Bu ifadeler benim eğitim yöneticisi olarak işlediğim suçlara gelen yanıtlar. Aslında öngörememe, aslında bir vizyon sıkıntısı bu. Ne oldu, kahkahalarla gülüyorum çocuklarımıza bilgisayarını dakika ile veren aileler ‘’Hadi bilgisayar başına, online ders başlıyor.’’ diyor. Ne oldu? Okulunda akıllı tahta istediği için sonuna kadar eleştirilen yöneticiye yapılan zulüm ne oldu, teknolojiyi okula sokmam diyen eğitim direktörlerine ne oldu?

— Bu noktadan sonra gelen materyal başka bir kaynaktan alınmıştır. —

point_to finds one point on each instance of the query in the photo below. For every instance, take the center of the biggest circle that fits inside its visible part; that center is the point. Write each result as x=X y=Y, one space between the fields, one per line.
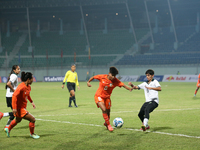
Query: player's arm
x=9 y=84
x=77 y=83
x=128 y=88
x=64 y=80
x=88 y=83
x=154 y=88
x=133 y=86
x=14 y=100
x=31 y=101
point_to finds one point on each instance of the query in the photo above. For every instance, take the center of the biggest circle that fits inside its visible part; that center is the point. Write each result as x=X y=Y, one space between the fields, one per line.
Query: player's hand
x=150 y=88
x=33 y=105
x=130 y=84
x=88 y=84
x=14 y=111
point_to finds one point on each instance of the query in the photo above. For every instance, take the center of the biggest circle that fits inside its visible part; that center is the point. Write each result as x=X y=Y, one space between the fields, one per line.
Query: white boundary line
x=164 y=133
x=115 y=112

Teknoloji devlerinin okullarında kara tahta kullanılıyor sözleriyle öngörüleri yüksek eğitim yöneticilerine yapılan eleştirilere ne oldu? İster kabul edin ister etmeyin, çağ gerekliliklerini yerine getirirken, doğayı koruma altına alarak bilimin dilini ortaya koydu.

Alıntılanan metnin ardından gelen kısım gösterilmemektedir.